693 【醜い魔物の成り上がり】晴馬情の生き方、ドクゲーゴンの生き方
(にッ......)
何よりも強い、無茶苦茶な生き物だと思っていた恐るべき彼の飼い主エミーが、いともたやすく潰されて。
彼はしばし呆然とした後に。
(逃げなきゃッ......)
単純に、そう思った。
そしてふわりと浮かびあがり、巨大で山のような陸クジラに背を向ける。
(嫌だ、死にたくない、助けて、誰か助けて......!)
そんな彼の頭の中を占めるのは、己の死への恐怖。
(............)
それと。
(......しょうがない、しょうがない、ことなんだよぉ、これはぁッ!!)
......言い訳だった。
(どうしようもないじゃん!あんなに大きな相手、ボクではどうしようもないじゃん!あのヒトですら、やられちゃった相手、ボクではどうしようもないじゃん!)

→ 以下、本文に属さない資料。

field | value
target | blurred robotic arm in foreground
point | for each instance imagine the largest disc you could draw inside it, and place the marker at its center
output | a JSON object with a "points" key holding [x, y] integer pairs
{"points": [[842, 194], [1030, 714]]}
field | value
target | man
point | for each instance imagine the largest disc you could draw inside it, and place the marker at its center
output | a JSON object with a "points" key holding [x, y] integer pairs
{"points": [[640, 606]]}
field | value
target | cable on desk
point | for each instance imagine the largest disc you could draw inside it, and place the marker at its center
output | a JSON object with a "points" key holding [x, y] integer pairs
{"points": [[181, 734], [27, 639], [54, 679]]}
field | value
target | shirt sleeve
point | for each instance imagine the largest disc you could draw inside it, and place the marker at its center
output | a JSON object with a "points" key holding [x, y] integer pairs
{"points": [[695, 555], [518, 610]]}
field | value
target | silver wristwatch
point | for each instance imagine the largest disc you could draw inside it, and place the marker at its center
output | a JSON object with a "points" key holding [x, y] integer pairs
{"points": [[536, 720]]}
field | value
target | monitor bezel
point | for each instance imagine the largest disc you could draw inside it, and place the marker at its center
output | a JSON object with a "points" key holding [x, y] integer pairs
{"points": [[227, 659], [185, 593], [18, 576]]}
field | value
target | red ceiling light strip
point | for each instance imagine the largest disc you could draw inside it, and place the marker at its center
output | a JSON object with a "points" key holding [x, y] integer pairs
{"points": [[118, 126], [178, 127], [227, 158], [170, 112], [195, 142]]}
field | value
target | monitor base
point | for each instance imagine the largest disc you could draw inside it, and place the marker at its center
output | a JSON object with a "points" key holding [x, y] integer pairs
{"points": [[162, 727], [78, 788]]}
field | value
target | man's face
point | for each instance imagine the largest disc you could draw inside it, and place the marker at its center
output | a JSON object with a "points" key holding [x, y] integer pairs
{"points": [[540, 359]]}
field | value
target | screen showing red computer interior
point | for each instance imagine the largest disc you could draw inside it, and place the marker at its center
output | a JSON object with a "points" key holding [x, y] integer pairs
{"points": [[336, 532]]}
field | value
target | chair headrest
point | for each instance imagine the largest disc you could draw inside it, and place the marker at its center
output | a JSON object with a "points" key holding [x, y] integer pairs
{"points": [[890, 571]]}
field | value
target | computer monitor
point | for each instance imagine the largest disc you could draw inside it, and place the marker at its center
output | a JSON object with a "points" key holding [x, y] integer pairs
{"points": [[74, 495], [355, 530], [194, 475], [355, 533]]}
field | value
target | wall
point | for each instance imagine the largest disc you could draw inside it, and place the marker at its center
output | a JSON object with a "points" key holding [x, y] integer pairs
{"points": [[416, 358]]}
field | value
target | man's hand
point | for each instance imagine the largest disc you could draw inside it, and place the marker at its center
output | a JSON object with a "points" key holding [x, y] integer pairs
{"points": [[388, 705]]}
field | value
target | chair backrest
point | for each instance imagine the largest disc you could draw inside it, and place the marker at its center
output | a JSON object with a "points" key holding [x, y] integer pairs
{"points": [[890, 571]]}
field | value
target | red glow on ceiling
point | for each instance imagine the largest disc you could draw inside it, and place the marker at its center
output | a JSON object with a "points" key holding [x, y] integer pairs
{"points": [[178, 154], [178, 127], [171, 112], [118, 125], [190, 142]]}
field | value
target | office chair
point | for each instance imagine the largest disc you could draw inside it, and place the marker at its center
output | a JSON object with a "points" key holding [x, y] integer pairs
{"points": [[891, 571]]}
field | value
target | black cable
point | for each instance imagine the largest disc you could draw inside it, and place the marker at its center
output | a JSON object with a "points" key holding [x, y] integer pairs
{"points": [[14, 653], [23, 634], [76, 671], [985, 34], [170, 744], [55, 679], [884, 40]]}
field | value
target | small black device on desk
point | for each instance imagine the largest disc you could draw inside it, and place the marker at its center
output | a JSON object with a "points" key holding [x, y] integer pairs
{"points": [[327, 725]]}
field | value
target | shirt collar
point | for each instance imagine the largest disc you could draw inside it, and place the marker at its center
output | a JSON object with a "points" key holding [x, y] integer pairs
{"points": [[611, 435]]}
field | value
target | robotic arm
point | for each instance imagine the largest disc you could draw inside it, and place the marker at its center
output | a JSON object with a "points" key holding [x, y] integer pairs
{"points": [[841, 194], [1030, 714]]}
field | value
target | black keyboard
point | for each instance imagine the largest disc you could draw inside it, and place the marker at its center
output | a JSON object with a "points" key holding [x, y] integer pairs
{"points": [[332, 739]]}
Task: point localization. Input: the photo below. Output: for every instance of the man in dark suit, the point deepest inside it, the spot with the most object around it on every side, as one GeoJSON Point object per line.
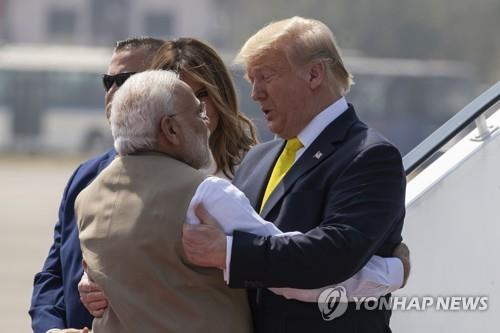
{"type": "Point", "coordinates": [55, 303]}
{"type": "Point", "coordinates": [331, 177]}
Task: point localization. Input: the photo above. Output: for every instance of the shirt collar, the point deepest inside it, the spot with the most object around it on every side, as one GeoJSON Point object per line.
{"type": "Point", "coordinates": [321, 121]}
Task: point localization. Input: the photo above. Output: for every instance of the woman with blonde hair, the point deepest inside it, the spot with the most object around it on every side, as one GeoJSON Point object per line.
{"type": "Point", "coordinates": [199, 65]}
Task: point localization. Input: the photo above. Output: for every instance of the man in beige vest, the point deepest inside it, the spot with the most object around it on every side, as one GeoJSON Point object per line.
{"type": "Point", "coordinates": [130, 218]}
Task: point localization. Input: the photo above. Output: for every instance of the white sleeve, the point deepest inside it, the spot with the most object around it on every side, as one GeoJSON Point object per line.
{"type": "Point", "coordinates": [230, 207]}
{"type": "Point", "coordinates": [378, 277]}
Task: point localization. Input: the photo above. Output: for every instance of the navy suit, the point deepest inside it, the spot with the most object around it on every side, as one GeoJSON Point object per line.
{"type": "Point", "coordinates": [55, 302]}
{"type": "Point", "coordinates": [347, 194]}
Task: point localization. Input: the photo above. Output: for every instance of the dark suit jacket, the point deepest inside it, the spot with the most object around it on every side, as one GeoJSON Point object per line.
{"type": "Point", "coordinates": [347, 194]}
{"type": "Point", "coordinates": [55, 302]}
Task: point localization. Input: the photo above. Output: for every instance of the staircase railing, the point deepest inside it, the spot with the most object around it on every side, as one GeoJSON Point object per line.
{"type": "Point", "coordinates": [474, 111]}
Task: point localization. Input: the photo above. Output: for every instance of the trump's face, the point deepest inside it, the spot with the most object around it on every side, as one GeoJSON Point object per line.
{"type": "Point", "coordinates": [282, 91]}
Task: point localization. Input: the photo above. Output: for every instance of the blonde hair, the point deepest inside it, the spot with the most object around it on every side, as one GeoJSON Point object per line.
{"type": "Point", "coordinates": [235, 134]}
{"type": "Point", "coordinates": [302, 40]}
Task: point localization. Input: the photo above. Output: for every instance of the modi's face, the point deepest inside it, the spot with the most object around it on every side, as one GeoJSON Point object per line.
{"type": "Point", "coordinates": [281, 91]}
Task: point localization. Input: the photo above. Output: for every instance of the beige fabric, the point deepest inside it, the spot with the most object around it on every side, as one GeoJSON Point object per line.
{"type": "Point", "coordinates": [130, 221]}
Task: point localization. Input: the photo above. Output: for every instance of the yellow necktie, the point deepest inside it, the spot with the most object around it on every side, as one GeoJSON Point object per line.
{"type": "Point", "coordinates": [281, 167]}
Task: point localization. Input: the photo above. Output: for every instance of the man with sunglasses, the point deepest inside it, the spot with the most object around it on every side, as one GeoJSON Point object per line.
{"type": "Point", "coordinates": [55, 302]}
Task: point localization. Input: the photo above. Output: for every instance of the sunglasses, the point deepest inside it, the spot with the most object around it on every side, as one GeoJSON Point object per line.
{"type": "Point", "coordinates": [119, 79]}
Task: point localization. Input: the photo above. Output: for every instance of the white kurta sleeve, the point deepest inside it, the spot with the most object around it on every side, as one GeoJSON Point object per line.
{"type": "Point", "coordinates": [232, 209]}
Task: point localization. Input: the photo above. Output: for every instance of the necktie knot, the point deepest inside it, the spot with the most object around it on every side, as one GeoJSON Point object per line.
{"type": "Point", "coordinates": [283, 164]}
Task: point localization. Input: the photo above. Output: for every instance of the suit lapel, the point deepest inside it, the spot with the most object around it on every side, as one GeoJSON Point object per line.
{"type": "Point", "coordinates": [324, 146]}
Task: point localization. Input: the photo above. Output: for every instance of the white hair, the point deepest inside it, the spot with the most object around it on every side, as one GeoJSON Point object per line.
{"type": "Point", "coordinates": [138, 107]}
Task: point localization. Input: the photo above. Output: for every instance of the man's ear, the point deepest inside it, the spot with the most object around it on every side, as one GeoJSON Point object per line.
{"type": "Point", "coordinates": [316, 74]}
{"type": "Point", "coordinates": [170, 130]}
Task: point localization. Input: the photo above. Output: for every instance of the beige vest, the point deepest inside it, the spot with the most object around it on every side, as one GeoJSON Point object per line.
{"type": "Point", "coordinates": [130, 221]}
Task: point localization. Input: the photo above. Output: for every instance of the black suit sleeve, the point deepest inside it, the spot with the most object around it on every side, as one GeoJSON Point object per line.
{"type": "Point", "coordinates": [361, 208]}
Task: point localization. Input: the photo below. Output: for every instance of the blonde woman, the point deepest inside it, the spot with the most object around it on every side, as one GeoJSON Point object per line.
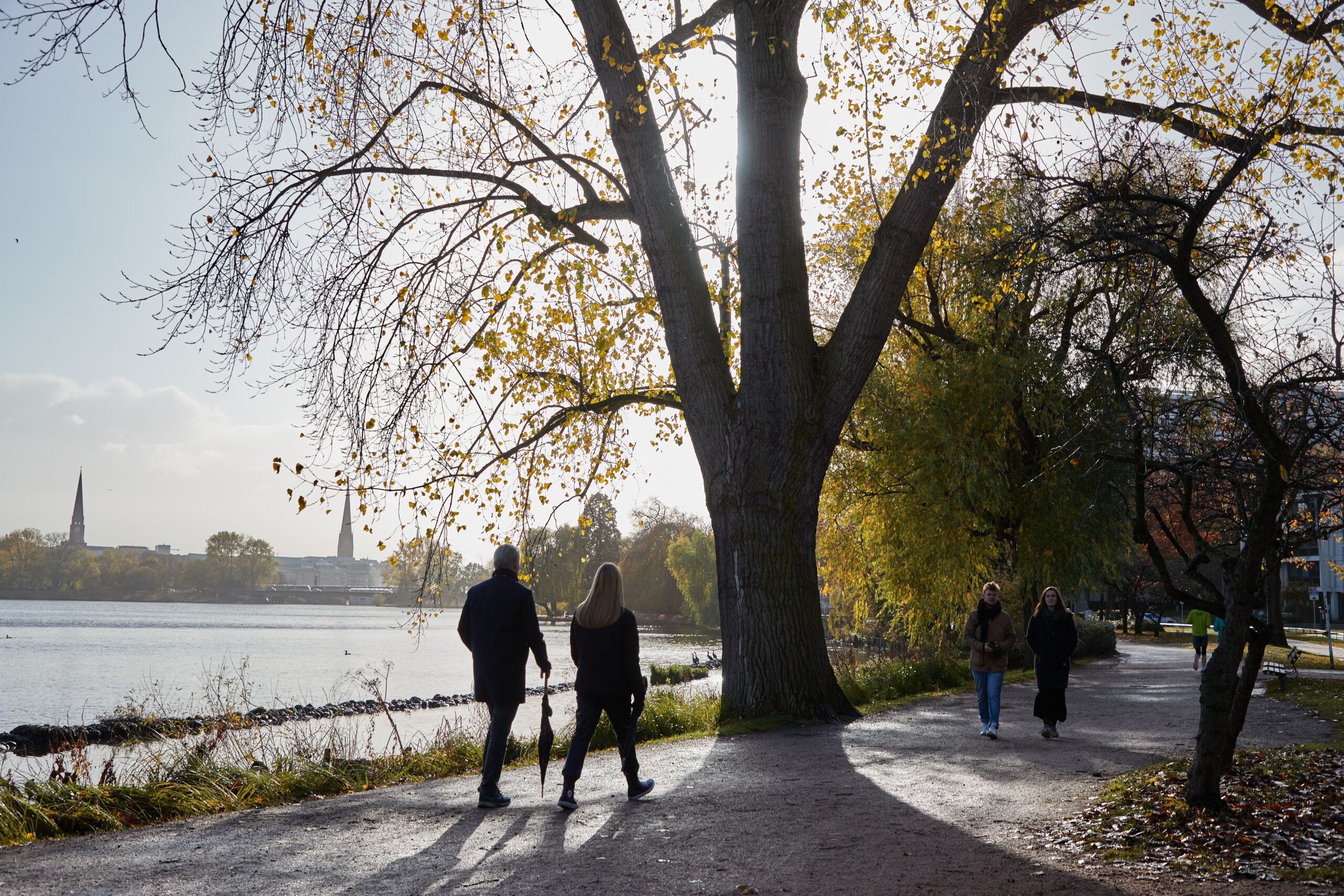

そんな風に、彼は脳内で必死に喚き散らしながら、陸クジラから遠ざかろうとして。
(あのヒトだって、すんでのところでボクを逃がしたんだよ!?逃げろってことじゃん!意をくんで、逃げなきゃいけないじゃん!)
陸クジラから遠ざかろうとして。
(ボクにはどうしようもないんだよぉ!ボクのせいじゃないんだよぉ!だから、逃げるんだよぉ!)
......遠ざかろうとしたけれど。
体が、動かなかった。
(......なんで?)
その事実に、彼は驚いた。
だって、彼は。
晴馬情は。
いつだって、そうやって生きてきたから。
しょうがない、しょうがないと諦めて。
嫌なことからは逃げ出して。
壁を作って、生きてきた。
彼は、既にその事実には、気づいていた。
前世で、家族とうまくいかなかったのだって。
家族にも、悪いところはあっただろうと、それは今でも思うけど。
大きくなるにつれ、勉強もスポーツも苦手だってことに気づいて。
でも、やってもうまくいかないことを努力するのは、辛くて。
『どうして情は』、『お兄ちゃんはできたのに』......そんなお小言を、とにかく聞きたくなくて。
諦めて、家族との間に壁を作っていたのは。
結局のところ、自分だった。
問題から目を反らして、逃げていたんだって。
......だから、今だって。
これまでのように、逃げれば良いのだ。
ためらいなく、彼はそう動くことができる。
そう、思っていた。
幸い、陸クジラが執着しているのは、エミーだけのようだし。
今彼が逃げだしても、陸クジラは気にも留めないだろう。
だから、逃げれば良い。
客観的に見ても、それが正解のはずだ。
それなのに。
(どうしてッ......!!)
どうして、逃げようとしても、体が動かないのか。
どうして、両目からとめどなく、毒液があふれて止まらないのか!
その、理由を。
彼はぐるぐると混乱する頭で必死に考えた!
(どうして体が動かないんだよぉ!?ボクはちっぽけで、弱くて、醜くて、何にもできやしないんだよぉ!?晴馬情は、役立たずの臆病者なんだからぁ!!)
彼は。
(バカで、運動音痴で、意気地なしで!だけど、弱い者いじめはする、知り合いも見捨てる!卑怯者だから......それが、晴馬情だろぉ!?)
そうやって、逃げ出すために、自己否定の言葉を必死で繰り返して。
(............)
急に、言葉を失った。
気づいたのだ。
(ああ......そっか)
自分の。
(ボクは、そんな人間の......晴馬情で、いたくなかったんだ......)
心の奥底に。
(ボクは、変わりたいんだ......)
彼は振り返り、じっと陸クジラのことを見つめた。
苔とフジツボとクジラジラミに覆われ、視界を埋め尽くしているが故に、もはや壁としか認識できない程の、巨大魔物。
勝てっこない。
理性も本能も、100パーセントそう断言する、強大すぎる存在。
だけど......憎き、敵!
(......いや、違う。とっくに、変わっていたんだっけ)
この時彼は、ようやく認めたのだ。
(ボクは......もう、魔物で......ドクゲーゴンなんだッ!!)
その、事実を!
(嫌なことからは逃げて、生きてきた!それが、ボク、晴馬情だったッ!!)
ドクゲーゴンはカッと目を見開いて、陸クジラを睨みつけた!
(でも......!試練に立ち向かい、強くなる!そうやって生きていく!それが、ドクゲーゴンなんだッ!!)
ドクゲーゴンが今見ているのは、自分のことを気にも留めていない、巨大な陸クジラの瞳だ。
しかし、ドクゲーゴンの頭の中に浮かんでいるのは、エミーの無表情な顔だった。
強くて、無茶苦茶で、恐ろしくて......だけどドクゲーゴンには優しい、飼い主の顔だった!